Primates’ natural social groups consist of extended family units including individuals who leave their original groups to find mates, preventing too much inbreeding and maintaining hybrid vigor. Hierarchies understood by all group members prevent chaos and enable those best at nurturing and protecting the group to thrive and reproduce the most. Dominant individuals who perpetuate injustice are immediately punished and sometimes supplanted. Apart from observable preferred treatment in food, sex, and a few other basics, dominant individuals lead the same lives as the rest, and competition for dominance is open to all who might choose to risk the consequences.

As human societies departed from their original ecological niche, created agriculture, civilization, and eventually mass societies, dominant individuals made themselves and their progeny ever less vulnerable to retribution or challenge, and everyone else found themselves in increasingly confusing, oppressive, and entrenched social, political, and economic systems. Meritocracy gave way to arbitrary power and tyranny, with most people living abject lives as slaves in one form or another. No wonder so many people want simple instructions, "role models" to follow, a concept of a "mainstream" to be a part of -- notions unknown to the Founders and not included in the Constitution.

Will we get fooled again?

Devo named itself and based its work not just on a musical concept but on a sociopolitical one: "de-evolution" -- as the official Devo website puts it, "the idea that instead of evolving, mankind has actually regressed, as evidenced by the dysfunction and herd mentality of American society." Often misunderstood as promoting this mentality and thereby a tendency toward fascism, Devo in fact satirizes de-evolution, groupthink, conformity, needless surrender to authority.

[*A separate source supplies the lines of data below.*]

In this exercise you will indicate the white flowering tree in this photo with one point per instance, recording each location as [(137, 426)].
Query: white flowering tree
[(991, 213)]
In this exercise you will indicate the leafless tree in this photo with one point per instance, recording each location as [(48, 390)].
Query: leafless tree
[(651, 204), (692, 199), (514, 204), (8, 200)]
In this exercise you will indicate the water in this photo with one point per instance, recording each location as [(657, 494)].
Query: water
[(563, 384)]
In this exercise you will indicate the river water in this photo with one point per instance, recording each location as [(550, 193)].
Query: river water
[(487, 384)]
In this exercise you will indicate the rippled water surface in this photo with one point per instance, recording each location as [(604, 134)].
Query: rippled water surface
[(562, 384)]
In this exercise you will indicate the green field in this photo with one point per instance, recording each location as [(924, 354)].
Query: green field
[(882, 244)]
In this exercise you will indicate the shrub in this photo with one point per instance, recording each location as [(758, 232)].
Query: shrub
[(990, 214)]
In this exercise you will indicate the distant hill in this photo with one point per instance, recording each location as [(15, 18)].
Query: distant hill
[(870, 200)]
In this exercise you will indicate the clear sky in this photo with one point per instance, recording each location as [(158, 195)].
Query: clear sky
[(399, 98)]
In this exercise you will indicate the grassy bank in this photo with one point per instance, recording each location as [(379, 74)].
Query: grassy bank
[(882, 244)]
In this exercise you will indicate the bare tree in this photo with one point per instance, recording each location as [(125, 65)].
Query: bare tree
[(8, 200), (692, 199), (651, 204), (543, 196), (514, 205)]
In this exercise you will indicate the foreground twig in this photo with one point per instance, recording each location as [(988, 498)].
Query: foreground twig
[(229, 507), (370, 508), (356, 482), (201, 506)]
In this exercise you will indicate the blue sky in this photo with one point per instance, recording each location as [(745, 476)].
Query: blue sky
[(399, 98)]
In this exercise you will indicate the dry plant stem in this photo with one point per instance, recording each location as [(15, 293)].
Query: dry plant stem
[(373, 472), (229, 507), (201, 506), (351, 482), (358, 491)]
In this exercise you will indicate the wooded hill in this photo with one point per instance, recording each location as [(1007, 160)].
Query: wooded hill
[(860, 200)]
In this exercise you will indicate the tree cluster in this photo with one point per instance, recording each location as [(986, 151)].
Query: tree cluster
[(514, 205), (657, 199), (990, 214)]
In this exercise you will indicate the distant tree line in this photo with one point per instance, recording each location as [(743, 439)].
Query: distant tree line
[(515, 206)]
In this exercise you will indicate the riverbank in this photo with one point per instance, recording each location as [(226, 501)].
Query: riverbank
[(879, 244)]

Satire involves adopting the persona of the subject of one’s comment. At its most successful, it simultaneously exposes and sympathizes, as compared to merely ridiculing or lambasting.

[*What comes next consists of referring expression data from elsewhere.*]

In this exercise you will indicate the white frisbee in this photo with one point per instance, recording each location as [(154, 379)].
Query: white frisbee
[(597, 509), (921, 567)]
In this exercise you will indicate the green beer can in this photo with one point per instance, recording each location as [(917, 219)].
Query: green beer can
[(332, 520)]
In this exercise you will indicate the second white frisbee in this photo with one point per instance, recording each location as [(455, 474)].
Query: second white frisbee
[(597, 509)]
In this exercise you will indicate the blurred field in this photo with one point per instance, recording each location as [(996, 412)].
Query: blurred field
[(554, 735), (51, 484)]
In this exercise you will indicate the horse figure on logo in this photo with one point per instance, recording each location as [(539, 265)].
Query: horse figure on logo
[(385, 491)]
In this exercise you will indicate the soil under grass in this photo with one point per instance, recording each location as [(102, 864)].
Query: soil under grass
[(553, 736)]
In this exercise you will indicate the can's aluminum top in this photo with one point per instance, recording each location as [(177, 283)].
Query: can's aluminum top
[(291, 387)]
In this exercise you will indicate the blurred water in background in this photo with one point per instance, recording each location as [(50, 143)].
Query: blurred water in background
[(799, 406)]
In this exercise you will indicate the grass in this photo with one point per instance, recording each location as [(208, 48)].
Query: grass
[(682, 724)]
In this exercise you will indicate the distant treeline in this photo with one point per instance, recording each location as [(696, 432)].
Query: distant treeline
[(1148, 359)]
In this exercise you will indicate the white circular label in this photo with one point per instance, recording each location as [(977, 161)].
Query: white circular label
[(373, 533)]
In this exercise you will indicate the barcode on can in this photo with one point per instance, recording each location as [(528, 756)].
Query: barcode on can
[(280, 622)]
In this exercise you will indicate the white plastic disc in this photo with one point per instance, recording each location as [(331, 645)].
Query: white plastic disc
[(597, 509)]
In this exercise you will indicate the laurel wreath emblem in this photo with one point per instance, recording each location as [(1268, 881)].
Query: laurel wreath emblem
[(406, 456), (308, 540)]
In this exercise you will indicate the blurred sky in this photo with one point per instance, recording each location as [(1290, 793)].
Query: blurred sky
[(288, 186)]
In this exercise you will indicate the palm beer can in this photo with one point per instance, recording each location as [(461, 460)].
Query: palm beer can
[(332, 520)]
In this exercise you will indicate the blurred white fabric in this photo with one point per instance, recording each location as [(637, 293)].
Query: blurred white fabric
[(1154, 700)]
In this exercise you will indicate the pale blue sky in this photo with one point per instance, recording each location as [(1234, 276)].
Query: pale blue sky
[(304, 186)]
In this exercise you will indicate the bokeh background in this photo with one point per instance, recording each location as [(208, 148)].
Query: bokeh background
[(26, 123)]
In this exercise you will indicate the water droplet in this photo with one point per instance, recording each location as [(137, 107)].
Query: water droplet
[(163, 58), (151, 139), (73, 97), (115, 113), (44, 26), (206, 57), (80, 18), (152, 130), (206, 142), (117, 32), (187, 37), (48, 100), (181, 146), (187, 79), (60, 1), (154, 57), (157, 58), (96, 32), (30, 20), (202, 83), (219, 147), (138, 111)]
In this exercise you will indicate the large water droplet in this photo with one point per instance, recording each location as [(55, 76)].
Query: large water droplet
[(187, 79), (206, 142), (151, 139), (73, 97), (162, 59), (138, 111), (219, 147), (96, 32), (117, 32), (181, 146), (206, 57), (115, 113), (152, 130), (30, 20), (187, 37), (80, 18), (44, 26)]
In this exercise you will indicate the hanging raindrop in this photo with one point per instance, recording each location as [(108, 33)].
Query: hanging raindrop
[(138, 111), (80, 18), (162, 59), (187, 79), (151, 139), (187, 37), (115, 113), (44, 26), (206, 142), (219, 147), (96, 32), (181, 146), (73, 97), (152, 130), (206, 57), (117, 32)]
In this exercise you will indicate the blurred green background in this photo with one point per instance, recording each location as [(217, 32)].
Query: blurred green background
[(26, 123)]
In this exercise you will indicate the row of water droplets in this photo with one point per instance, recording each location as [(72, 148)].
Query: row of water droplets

The band’s trademark mock-robotic instrumentation, vocals, costumes & other visuals, and stage movements lead superficial listeners to think the band sincerely promotes what it in fact satirizes. The seriousness of Mark Mothersbaugh and Gerald V. Casale’s lyrics is comedic, comedy in the true sense being serious entertainment. (Susan A. Schmidt and Deborah L. Smith also co-wrote "Gates Of Steel," according to the band’s official website but not according to some other sources.)

In establishing individual liberty and equal rights under the law as the bases of the US Constitution, the Founders sought to create a path to a shining city on a hill, not shiny vehicles and potato-chip bags. The market met basic needs as described in The Wealth of Nations, published the same year as the Declaration of Independence and Common Sense. Consumerism wasn’t a way of life, nor shopping an all-day amusement or fetish. By going from one distraction to another like "a dog who found two bones," we surrender our freedom to choose among things that matter and find ourselves gated off from our true selves, which are partly political.

The Constitution authorizes every citizen to exercise meaningful choices, but as Ralph Nader points out, Republicans and Democrats are very often the same wine in different bottles when it comes to sanctioning corporate rights eschewed by the Founders and precluded by the Constitution. With John McCain and Barack Obama vying for the presidency in a society where public discourse has largely devolved into television ads and mass-media distortions of candidates and their records as well as of the Constitution and the law -- all funded by non-living, non-feeling, non-thinking corporations -- time will tell whether we use our freedom of choice and twist away the gates of steel or submit to those paying to determine what we think about and languish behind barriers we choose not to recognize, let alone twist away.